120 Acres for Lost Valley Prairie Scientific and Natural Area (MN)
SAINT PAUL, MN 10/21/2009: The Trust for Public Land and the Department of Natural Resources today announced a new addition to the Lost Valley Prairie Scientific and Natural Area. The 120-acre property in Denmark Township, Washington County contains rare occurrences of Bedrock Bluff Prairie and provides habitat for a number of state-threatened plant and animal species.
The Trust for Public Land (TPL), a national conservation organization, and the Minnesota Department of Natural Resources (MDNR) completed the purchase of the property late yesterday. The property-which features two steep ravines that support a stream network that feeds the St. Croix River-will be added to the 200-acre Lost Valley Prairie Scientific and Natural Area (SNA) and will be open to the public for walking, exploring, nature observation, educational use, and scientific research. It is expected that most use will come from birdwatchers, nature photographers, and school children.
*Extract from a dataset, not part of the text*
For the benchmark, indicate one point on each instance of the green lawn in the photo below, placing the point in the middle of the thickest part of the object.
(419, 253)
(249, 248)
“Some people may not realize that there is great habitat that needs protection close to home in the Twin Cities,” said state Senator Katie Sieben. “This wonderful addition to Lost Valley Scientific and Natural Area is a great illustration of how, working together, we can get this threatened habitat protected forever.”
“It is a wonderful addition to Lost Valley Prairie,” said Becca Nash, TPL project manager. “In 120 acres, the new addition supports a remarkable range of important resources-groundwater recharge, the northernmost occurrence of bedrock bluff prairie, and an intermittent stream that feeds the St. Croix River. And it is a great place to explore.”
The prairie addition will provide habitat for the state-endangered Henslow’s Sparrow and other important species, and will protect ground and surface waters important to clean water efforts supported by many organizations including the National Park Service and the South Washington Watershed District.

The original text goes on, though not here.